Mithilfe verschiedener theoretischer Machtkonzepte kann untersucht werden, wie europäische Kolonialgesellschaften in den Zwischenkriegsjahren auf Makro-, Meso- und Mikroebene funktionierten, um den Machtanspruch und die Machtvermittlung des British Empires zu manifestieren. In der Quellenlage dienen hierzu offizielle Verwaltungsberichte, lokal erschienene Wochenzeitungen und die Ego-Zeugnisse der Akteure. Aus machtsoziologischer Perspektive kann deutlicher herausgearbeitet werden, wie die Suche nach Zugehörigkeit, Gemeinsamkeit und sozialer Nähe ein Machtgefüge im sozialen Raum kolonisierter Gebiete entstehen ließ.
Es wird darum gehen, Machtkonzepte für koloniale Situationen nutzbar zu machen, um einerseits zu illustrieren, wie historische Akteure untereinander soziale Ordnung schufen und andererseits, wie sie mit dieser Ordnung eine Verbindung zum Raum herstellten, in dem sie sich aufhielten. An dieser Stelle ergeben sich weitere Fragen zur Abgrenzung von Gewalt und Herrschaft im kolonialen Kontext.
In diesem Zusammenhang verdienen die Klubformate als Echokammern des britischen Imperialismus sowie die Aufgaben der Kolonialpolizei, der Orwell angehörte, besondere Aufmerksamkeit.
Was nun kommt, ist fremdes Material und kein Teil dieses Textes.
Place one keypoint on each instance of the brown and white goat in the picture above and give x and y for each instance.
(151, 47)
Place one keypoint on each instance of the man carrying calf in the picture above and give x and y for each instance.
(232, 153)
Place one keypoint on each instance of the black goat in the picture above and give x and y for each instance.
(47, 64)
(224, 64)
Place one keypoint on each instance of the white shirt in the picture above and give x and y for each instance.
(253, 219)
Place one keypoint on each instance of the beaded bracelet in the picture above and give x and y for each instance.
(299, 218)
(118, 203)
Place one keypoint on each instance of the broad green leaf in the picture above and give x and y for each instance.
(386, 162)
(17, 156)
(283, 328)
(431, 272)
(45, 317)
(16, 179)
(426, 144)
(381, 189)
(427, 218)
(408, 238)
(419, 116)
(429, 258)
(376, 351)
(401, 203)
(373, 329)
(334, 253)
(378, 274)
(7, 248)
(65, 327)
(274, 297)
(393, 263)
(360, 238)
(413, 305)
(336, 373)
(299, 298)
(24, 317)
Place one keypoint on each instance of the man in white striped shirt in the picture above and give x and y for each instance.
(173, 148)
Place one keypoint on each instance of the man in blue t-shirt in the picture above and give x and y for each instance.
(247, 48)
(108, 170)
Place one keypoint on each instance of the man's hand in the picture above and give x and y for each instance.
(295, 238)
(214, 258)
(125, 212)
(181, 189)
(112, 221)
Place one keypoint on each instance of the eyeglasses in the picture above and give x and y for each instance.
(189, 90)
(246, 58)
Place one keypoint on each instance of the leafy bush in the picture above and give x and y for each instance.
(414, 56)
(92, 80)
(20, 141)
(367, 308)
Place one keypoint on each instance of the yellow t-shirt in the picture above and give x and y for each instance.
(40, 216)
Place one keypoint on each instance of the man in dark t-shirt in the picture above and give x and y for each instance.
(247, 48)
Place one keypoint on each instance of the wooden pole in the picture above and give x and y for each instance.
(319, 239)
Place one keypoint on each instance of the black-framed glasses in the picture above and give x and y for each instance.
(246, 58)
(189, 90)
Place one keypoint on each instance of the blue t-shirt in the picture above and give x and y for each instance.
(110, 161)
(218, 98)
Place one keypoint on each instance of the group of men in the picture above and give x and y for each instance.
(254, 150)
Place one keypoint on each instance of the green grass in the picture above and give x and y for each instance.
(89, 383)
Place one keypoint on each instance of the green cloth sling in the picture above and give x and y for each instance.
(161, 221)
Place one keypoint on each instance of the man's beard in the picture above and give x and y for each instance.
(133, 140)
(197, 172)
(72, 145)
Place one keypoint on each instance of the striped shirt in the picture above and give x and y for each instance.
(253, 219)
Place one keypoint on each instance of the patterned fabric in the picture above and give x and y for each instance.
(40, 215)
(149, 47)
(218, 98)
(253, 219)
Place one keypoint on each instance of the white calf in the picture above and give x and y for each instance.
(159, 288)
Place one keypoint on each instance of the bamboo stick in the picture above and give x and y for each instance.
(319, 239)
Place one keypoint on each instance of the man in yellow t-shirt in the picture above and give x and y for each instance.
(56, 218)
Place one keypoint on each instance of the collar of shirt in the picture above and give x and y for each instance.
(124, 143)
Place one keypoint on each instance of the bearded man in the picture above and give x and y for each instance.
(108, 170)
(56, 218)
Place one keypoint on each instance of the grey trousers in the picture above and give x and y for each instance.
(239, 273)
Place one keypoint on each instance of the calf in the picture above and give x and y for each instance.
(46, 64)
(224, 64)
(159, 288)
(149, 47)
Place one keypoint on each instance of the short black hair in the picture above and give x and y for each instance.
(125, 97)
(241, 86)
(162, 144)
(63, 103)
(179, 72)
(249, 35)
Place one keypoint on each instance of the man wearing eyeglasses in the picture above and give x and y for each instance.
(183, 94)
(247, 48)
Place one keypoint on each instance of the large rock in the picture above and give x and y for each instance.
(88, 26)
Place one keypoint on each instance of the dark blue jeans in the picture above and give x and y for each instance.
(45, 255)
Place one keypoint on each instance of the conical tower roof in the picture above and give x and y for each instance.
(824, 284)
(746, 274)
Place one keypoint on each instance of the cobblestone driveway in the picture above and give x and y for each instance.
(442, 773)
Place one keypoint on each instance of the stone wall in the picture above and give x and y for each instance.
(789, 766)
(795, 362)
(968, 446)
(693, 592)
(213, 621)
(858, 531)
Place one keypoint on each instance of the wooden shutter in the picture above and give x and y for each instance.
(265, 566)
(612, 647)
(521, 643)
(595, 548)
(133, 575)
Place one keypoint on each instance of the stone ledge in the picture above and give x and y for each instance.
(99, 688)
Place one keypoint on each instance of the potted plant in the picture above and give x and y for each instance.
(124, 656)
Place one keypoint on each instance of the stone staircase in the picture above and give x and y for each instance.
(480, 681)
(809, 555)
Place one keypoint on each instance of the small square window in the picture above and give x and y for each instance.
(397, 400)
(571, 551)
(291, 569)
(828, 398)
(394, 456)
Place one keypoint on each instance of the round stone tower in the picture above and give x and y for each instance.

Sie verraten einiges über die Verwaltungspraktiken und die Bürokratie im burmesischen Dschungel.
Stefan Hemke ist selbst Bundesbeamter im Bundeskanzleramt (derzeit beurlaubt) und forscht im Rahmen seines Dissertationsvorhabens aktuell in Lusaka/Sambia zur Herrschaftspraxis im British Empire. Zuletzt erschienen: Stefan Hemke: „George Orwell – Grenzgänger zwischen antiimperialistischer Einstellung und kolonialistischer Tradition. Zugang, Zusammensetzung und Brüche der europäischen Gesellschaft im kolonialen Burma zu Beginn des 20. Jahrhunderts“, in: Zeitschrift für Weltgeschichte, Band 24, Ausgabe 2, Erscheinungsjahr 2023, S. 485–519.